Pis encore, il a dit avoir recueilli des témoignages auprès de détenus afghans voulant que l'armée canadienne aurait commis une bévue en tuant à bout portant, par derrière, un homme sans arme lors d'un raid à l'été 2007. L'interprète aurait ensuite entendu un militaire affirmer que l'incident «est un meurtre et ils tentent de le camoufler».

Le chef d'État-major des Forces armées, le général Walt Natynczyk, a affirmé dans un communiqué de presse publié mercredi soir que «nous prenons toutes les allégations au sérieux et que toute nouvelle allégation sera revue de manière appropriée».

«Les faits sont simples: les Forces canadiennes se sont toujours engagées et s'engagent encore à assurer que le traitement et le transfert des détenus soient exécutés conformément à leurs obligations en vertu du droit international. Chaque fois que des allégations précises de mauvais traitement ont été soulevées, les Forces canadiennes n'ont pas hésité à agir», a affirmé le général.

L'opposition veut une enquête publique

Mais pour le Parti libéral, le Bloc québécois et le NPD, ces nouvelles allégations justifient la tenue d'une enquête publique sur le sort des prisonniers afghans transférés par les soldats canadiens. Car si les soldats canadiens ont transféré des prisonniers en sachant qu'ils couraient le risque de se faire torturer, cela contreviendrait aux conventions de Genève.

«Chaque jour, de nouvelles et troublantes allégations sont connues sur le traitement des détenus afghans. Ces questions ne sont pas encore résolues. Ces questions sont difficiles et importantes pour la réputation du Canada. (...) La seule façon de tirer cette affaire au clair, c'est de tenir une enquête publique», a affirmé Bob Rae.
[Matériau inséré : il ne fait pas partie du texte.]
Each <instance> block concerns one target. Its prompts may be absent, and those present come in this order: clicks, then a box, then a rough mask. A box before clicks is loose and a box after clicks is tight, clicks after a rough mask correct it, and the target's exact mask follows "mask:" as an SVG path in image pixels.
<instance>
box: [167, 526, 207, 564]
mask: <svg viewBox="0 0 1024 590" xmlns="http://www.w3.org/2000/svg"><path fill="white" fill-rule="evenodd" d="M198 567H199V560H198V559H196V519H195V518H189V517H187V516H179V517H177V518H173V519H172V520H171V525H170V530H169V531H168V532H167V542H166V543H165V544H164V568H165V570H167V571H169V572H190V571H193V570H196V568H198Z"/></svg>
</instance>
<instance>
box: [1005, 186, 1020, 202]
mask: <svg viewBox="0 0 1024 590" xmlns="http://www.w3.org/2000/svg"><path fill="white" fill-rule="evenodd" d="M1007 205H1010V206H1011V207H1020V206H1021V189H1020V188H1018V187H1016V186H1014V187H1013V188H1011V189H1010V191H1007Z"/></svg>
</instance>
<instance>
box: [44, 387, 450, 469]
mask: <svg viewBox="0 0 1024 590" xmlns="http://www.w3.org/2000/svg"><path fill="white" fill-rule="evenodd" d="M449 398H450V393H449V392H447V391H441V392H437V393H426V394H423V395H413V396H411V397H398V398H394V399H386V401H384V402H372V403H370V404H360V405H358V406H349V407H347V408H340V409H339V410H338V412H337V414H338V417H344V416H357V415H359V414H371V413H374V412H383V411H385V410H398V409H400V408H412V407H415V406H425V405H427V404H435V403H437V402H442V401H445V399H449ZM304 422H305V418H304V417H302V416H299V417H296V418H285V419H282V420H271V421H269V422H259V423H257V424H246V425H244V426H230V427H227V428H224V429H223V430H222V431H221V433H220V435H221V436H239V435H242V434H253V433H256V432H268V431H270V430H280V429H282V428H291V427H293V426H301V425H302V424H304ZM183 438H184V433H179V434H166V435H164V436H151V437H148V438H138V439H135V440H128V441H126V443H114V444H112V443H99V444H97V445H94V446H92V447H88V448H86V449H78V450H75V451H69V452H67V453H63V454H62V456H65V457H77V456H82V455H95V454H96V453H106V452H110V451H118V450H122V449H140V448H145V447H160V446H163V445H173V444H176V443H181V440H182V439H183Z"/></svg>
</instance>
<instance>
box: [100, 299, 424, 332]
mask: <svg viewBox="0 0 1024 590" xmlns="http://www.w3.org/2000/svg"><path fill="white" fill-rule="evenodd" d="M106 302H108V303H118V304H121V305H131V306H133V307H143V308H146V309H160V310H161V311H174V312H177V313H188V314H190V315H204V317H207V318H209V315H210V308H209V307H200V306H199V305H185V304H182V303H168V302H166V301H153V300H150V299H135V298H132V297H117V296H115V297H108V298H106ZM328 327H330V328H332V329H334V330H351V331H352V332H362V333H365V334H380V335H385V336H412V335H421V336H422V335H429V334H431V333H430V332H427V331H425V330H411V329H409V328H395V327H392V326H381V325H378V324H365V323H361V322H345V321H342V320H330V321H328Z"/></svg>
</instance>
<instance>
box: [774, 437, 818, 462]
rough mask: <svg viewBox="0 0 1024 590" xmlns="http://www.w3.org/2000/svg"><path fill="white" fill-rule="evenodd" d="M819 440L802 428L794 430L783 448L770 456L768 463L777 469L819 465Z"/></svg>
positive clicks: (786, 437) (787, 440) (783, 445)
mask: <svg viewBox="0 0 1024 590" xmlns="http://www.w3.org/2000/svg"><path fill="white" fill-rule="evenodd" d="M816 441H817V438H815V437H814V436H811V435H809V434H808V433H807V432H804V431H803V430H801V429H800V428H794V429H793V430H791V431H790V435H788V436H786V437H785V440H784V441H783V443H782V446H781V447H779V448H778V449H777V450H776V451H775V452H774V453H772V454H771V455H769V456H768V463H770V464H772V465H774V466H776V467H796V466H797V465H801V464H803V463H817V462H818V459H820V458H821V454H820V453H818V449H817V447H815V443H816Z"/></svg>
M. MacKay a affirmé qu'un comité parlementaire et la Commission d'examen des plaintes contre la police militaire se penchaient déjà sur ce dossier, ce qui est suffisant à son avis.

Toutefois, les allégations selon lesquelles les autorités canadiennes étaient au courant se multiplient. En plus du témoignage de M. Ahmadshah, deux autres diplomates ont affirmé cette semaine avoir alerté le gouvernement canadien des risques que couraient les prisonniers transférés aux autorités afghanes.

D'abord devant la Commission d'examen des plaintes contre la police militaire, le diplomate Nicholas Gosselin a dit avoir averti les autorités canadiennes à maintes reprises à ce sujet en 2008. Ensuite devant un comité parlementaire, l'ex-numéro 2 du Canada en Afghanistan, Eileen Olexiuk, a affirmé que les problèmes de mauvais traitements infligés aux détenus par les services de sécurité afghans étaient bien connus.